Margaret hocha la tête. Whitney ouvrit la bouche pour protester, mais James l’interrompit : « Vous m’avez embauché pour prendre les décisions fondées sur les données. Les données disent que ce club est en arrêt cardiaque. Si je ne trouve pas qui a serré le garrot, on ne survivra pas à la fin de la saison. Et je ne parle pas de relégation. Je parle de liquidation. »

Il attrapa son téléphone et se dirigea vers la porte. Avant de sortir, il se retourna. « Et dites à personne que vous avez vu Ellis Vance. Ni que vous avez entendu ce message. Tant que je n’ai pas les données, il reste le principal suspect. Mais j’ai une intuition. La vérité est quelque part sur ce tableau de chasse. »

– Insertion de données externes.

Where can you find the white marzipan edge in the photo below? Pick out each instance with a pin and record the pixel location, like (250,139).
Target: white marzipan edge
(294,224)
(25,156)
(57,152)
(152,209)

Il claqua la porte. Dans le couloir, son propre souffle résonnait. Il sortit son téléphone, ouvrit l’application de messagerie chiffrée qu’il utilisait rarement, et tapota un court texte : « Ancien collègue. Besoin de toi pour une analyse forensique. J’ai un cadavre à exhumer. » Il envoya le message, puis marcha vers l’ascenseur, le plan de bataille déjà en tête, les questions s’enchaînant à une vitesse vertigineuse.

Qui d’autre, parmi les dirigeants actuels, était dans le coup ?

Quelque chose lui disait qu’il n’aurait pas à chercher longtemps.